After the Senate failed in several attempts in July, the legislation looked dead. But Cassidy kept at it with his state-focused approach, and the effort caught new life in recent weeks as the deadline neared. Trump pushed hard, hungry for a win.
Trump tweeted Friday morning that "Rand Paul, or whoever votes against Hcare Bill, will forever (future political campaigns) be known as 'the Republican who saved ObamaCare.'"
On the other side, late-night TV host Jimmy Kimmel, whose son was born with a heart defect, got considerable attention when he criticized the new repeal effort at length on his show and said the Republicans were lying about what their new program would cover. In a tweet Friday, he thanked McCain "for being a hero again and again and now AGAIN."
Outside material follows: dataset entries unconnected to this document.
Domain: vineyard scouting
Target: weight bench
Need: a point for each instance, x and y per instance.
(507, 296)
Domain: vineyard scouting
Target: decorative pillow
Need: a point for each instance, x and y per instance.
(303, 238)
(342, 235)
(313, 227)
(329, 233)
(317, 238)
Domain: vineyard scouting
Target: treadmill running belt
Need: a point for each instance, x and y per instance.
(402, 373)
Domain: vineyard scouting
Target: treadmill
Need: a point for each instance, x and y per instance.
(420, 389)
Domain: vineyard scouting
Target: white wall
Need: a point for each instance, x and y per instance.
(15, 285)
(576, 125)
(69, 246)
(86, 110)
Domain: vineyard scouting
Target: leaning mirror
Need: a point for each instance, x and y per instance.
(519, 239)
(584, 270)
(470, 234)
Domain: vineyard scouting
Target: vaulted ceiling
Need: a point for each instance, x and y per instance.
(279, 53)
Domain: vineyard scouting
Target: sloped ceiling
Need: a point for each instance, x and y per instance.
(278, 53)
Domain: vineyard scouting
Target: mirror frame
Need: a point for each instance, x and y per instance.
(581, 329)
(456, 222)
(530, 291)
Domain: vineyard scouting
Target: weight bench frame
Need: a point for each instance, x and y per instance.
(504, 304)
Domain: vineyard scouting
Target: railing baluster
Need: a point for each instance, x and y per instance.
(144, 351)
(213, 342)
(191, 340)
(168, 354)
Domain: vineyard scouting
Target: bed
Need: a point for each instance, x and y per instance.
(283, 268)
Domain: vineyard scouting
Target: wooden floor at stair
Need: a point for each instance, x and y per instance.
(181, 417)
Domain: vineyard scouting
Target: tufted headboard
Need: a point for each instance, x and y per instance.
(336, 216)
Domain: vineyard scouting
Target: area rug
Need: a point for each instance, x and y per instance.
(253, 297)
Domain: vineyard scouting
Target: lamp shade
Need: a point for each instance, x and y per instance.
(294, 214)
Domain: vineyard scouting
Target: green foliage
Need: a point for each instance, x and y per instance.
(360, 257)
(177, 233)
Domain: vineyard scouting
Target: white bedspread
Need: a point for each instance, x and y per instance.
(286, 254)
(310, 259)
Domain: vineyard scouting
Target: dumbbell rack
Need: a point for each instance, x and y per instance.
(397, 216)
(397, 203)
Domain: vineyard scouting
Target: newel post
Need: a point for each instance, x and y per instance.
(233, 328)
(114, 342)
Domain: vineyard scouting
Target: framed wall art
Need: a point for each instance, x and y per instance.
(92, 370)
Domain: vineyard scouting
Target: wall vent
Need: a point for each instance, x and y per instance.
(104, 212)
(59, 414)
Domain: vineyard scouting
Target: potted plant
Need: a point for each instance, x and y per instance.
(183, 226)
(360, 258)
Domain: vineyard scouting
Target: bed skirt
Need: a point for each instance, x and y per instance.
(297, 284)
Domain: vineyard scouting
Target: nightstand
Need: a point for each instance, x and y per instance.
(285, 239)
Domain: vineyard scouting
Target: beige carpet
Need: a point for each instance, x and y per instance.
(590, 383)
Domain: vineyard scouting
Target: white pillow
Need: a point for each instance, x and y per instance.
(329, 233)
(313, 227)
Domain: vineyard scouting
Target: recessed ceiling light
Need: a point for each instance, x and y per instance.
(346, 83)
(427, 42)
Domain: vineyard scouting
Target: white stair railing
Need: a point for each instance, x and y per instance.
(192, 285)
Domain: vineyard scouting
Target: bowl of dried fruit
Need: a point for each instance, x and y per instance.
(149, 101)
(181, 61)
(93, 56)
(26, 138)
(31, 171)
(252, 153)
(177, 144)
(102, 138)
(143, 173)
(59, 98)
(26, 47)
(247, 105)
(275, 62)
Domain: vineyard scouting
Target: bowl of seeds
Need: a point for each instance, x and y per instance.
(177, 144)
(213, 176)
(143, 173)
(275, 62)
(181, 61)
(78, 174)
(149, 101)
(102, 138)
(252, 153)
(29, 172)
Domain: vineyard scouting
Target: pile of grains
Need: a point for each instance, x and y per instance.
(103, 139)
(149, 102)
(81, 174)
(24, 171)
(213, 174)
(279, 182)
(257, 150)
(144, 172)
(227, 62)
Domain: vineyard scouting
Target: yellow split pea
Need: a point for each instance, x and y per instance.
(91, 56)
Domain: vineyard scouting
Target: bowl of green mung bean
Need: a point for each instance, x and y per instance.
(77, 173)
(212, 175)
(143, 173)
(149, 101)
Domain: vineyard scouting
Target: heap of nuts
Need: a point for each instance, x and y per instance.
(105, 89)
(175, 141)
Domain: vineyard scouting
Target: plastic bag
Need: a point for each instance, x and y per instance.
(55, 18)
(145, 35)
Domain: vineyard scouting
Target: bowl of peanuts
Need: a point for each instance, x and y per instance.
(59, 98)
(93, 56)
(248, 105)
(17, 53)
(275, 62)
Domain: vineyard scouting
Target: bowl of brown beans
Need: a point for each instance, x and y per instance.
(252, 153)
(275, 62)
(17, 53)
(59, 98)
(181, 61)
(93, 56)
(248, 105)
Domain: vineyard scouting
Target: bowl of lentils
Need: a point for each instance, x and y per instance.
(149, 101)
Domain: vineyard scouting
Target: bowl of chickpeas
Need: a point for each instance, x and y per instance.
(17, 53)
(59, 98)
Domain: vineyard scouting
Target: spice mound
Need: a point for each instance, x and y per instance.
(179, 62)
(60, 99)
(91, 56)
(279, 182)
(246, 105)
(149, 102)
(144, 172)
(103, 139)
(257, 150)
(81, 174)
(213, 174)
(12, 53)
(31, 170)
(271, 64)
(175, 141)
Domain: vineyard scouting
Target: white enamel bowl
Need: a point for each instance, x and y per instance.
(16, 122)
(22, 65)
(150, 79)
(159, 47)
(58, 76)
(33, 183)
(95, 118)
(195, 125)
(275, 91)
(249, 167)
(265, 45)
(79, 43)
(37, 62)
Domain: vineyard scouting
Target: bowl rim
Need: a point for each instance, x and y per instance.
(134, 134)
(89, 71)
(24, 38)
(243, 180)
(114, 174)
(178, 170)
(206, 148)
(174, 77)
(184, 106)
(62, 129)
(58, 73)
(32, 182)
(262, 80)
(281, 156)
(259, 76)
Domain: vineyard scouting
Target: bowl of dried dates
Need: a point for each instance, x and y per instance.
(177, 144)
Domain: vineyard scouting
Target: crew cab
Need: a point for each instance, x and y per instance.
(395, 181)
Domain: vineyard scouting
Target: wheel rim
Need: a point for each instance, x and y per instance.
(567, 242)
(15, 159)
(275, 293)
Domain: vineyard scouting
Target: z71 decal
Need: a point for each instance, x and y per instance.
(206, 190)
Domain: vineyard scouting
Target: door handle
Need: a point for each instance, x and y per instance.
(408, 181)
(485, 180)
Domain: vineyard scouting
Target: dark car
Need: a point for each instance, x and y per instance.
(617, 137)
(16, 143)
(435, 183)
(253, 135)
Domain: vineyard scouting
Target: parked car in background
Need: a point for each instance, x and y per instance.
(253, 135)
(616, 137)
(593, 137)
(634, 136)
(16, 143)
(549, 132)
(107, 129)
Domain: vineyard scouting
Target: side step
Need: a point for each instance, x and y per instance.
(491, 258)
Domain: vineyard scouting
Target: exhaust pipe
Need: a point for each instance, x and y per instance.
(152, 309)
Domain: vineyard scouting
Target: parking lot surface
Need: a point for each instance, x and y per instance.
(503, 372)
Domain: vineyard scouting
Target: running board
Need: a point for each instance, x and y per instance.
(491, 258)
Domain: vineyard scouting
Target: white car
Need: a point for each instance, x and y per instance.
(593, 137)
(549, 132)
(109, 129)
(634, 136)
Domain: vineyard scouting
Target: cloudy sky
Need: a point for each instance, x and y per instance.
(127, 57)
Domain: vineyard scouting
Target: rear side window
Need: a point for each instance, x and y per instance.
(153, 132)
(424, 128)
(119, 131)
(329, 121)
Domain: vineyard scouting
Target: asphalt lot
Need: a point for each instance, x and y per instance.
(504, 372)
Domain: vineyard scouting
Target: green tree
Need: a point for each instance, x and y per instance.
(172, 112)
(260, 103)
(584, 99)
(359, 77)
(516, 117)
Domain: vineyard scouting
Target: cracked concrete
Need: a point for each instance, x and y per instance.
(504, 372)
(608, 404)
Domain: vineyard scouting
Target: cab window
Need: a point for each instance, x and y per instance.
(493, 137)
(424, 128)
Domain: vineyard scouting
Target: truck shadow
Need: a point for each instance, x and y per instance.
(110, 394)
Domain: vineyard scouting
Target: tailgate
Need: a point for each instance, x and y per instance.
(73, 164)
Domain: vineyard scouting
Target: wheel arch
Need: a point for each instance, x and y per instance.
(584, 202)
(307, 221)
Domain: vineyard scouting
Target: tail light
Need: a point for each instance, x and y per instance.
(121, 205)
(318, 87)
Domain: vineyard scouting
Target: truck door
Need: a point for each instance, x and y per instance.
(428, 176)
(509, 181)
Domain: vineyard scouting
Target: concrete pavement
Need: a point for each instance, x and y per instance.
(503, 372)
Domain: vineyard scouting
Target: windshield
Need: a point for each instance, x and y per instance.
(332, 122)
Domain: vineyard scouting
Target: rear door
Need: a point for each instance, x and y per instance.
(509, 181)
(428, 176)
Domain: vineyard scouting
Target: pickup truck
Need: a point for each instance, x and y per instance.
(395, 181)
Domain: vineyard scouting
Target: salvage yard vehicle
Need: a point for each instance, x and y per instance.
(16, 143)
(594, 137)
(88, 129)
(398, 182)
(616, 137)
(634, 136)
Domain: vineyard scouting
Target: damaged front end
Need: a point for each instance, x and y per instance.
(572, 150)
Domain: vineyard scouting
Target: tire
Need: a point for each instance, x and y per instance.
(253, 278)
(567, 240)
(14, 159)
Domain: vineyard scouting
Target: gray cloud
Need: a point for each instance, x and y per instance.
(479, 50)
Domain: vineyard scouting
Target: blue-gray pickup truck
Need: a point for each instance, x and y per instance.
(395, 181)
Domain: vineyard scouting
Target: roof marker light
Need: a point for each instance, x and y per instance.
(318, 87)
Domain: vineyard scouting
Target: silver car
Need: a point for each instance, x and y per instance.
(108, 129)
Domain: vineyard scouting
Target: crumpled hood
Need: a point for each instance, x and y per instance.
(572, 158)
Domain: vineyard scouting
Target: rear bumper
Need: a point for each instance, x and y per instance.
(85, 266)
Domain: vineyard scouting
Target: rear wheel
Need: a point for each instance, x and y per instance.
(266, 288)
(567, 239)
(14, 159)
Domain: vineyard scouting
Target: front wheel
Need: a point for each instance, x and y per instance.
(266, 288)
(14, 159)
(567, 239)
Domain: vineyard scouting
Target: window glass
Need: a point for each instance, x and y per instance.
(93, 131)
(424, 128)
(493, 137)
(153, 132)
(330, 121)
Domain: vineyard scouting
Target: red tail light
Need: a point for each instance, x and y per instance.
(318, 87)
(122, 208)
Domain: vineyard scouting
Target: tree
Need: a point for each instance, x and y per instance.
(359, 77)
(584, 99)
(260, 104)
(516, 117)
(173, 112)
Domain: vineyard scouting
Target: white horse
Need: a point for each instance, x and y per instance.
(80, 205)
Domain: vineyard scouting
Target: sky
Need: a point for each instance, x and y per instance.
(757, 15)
The bill would get rid of unpopular mandates for people to carry insurance or face penalties. It would repeal the financing for Obama's health insurance expansion and create a big pot of money states could tap to set up their own programs, with less federal oversight. It would also limit spending for Medicaid, the federal-state program that now covers more than 70 million low-income people. Insurance rules that protect people with pre-existing conditions could be loosened through state waivers.
Over time, the legislation would significantly reduce federal health care dollars now flowing to the states. But McConnell had little margin for error in a Senate split 52-48 between Republicans and Democrats, and could lose only two votes, counting on Pence to break the tie.
This report contains material from the Associated Press and Bloomberg News.